I sit with new people today and we discuss the situation of youth work in Romania, France, Scotland and Albania and found common practices and issues. We shared some ideas about changes to practice that we all found useful.
We speak as a group about the different terms used in youth work and how the definitions differ in each country.
I take part in an activity involving Hart’s Ladder of Participation and heard how Camille (French (French national who works in Germany) works for an organisation which allows young people and adult to share decision-making. Many of the group were surprised to see this as many felt that the desire in youth work was for young people to be in charge.
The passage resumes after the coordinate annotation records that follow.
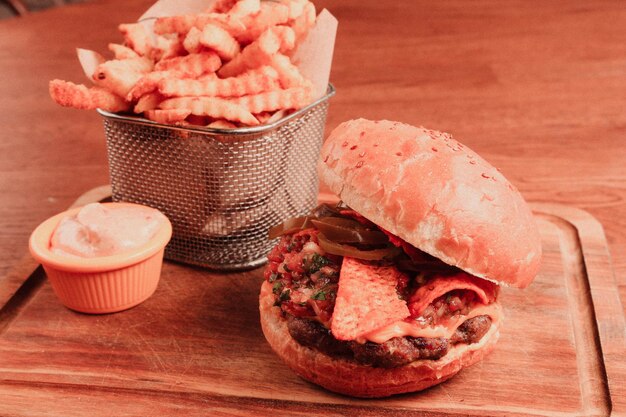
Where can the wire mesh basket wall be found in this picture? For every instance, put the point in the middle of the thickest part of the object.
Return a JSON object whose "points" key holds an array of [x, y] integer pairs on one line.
{"points": [[221, 189]]}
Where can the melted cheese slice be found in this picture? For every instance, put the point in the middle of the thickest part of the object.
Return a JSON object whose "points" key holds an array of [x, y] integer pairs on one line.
{"points": [[414, 329]]}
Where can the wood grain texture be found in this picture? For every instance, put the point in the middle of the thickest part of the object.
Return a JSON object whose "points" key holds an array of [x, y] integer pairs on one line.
{"points": [[196, 345]]}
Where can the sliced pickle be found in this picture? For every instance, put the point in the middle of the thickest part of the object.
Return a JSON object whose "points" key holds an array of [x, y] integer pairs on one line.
{"points": [[342, 230], [353, 252]]}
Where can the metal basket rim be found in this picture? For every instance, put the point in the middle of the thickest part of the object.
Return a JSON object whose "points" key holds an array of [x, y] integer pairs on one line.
{"points": [[241, 131]]}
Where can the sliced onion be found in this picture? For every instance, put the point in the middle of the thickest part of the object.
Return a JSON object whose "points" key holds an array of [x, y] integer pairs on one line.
{"points": [[342, 230], [352, 252], [290, 226]]}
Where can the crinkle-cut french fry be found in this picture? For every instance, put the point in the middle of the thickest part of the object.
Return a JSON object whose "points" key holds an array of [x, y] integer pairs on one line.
{"points": [[213, 37], [289, 75], [167, 46], [258, 53], [198, 120], [219, 40], [122, 52], [169, 116], [270, 15], [292, 98], [245, 8], [137, 37], [120, 75], [148, 102], [192, 65], [251, 82], [175, 24], [221, 6], [303, 23], [222, 124], [148, 83], [213, 107], [192, 40], [183, 23], [79, 96]]}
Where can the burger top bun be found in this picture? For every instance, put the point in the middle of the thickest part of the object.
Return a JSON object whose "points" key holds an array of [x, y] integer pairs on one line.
{"points": [[435, 193]]}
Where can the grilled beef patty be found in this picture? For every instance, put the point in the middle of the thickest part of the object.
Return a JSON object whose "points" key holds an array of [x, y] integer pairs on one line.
{"points": [[390, 354]]}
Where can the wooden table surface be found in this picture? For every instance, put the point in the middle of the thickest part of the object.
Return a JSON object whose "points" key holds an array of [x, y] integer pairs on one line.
{"points": [[537, 88]]}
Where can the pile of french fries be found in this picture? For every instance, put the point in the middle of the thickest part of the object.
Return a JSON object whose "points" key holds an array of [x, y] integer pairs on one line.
{"points": [[227, 67]]}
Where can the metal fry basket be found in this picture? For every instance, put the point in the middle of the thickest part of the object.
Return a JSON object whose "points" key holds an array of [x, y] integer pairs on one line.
{"points": [[221, 189]]}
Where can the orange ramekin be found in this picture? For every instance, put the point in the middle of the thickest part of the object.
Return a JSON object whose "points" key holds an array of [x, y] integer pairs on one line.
{"points": [[104, 284]]}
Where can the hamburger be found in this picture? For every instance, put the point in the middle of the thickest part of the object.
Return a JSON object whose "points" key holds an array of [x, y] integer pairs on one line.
{"points": [[395, 288]]}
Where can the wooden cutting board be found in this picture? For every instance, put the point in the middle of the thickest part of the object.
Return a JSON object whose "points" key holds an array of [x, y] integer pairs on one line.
{"points": [[196, 347]]}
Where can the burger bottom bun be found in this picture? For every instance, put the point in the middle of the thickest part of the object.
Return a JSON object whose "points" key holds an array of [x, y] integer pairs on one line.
{"points": [[350, 378]]}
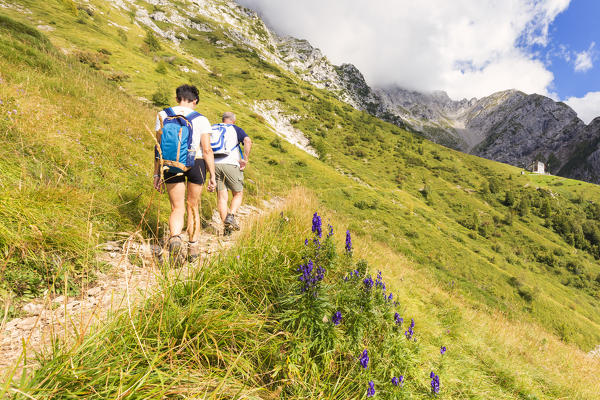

We debate this point and agree with Hart’s Ladder in that many adults have knowledge and life experiences that can add to the value of youth work.
Sadly many of the group say they experienced being tokenised and manipulated in the past. There was concern that this puts off many young people from participating and this should be addressed in our work.
After a coffee break and some Albanian donuts, we settle back in to a discussion on the participation of young people, focussing on whether participation is a human right. In smaller groups we discuss this concept and were in agreement with the view that “participation and active citizenship is having the rights, the means and the support to participate and influence decisions… so as to contribute to building a better society.”
After another exceptional four course lunch, we work in smaller groups and examine a topic that young people may be able to influence and how they can do this. My group looks at how young people can tackle crime and violence within their communities and the actions which could be taken.
Albana (Albanian participant) works as a teacher and informed us that at present, young people do not have much influence in this area. We suggest to the plenary group that young people can take action to raise awareness of crime, encourage young people to report if they are a victim of crime and to create crime prevention councils with their local authorities, community and police so that all stakeholders are involved. We feel that work should be done using peer educators so that trained young people are able to give consistent messages to their peers about crime and steps they can take to prevent it.
In the final session, we discuss different styles of leadership. We watch short video clips which show different leaders speaking to their followers/employees. My favourite one was the Scottish national hero Sir William Wallace. Naturally he was defined as an inspirational leader.
We took on the task of producing a drama with one of the leadership styles and we all presented these to the plenary group. It was brilliant. We used real life situations and although it was very funny, it was also very serious.
At 9pm we set up a market with stalls that highlighted our work or good practice in our communities. It was very interesting to discuss the projects. I learn about the work of Save the Children in Romania and Bledar informs me about the work of the Institute of Romani Culture in Albani. I respond with what I believe are difficulties faced by the travelling community in Scotland and the United Kingdom. It was clear from this why the Council of Europe has taken action to involve the Roma people with its work to ensure better representation.
That is it for today Europe – I am off to bed very tired but full of new information that will inform my practice.
Neil Wotherspoon is a Scottish youth worker who successfully applied to the Council of Europe for human rights training.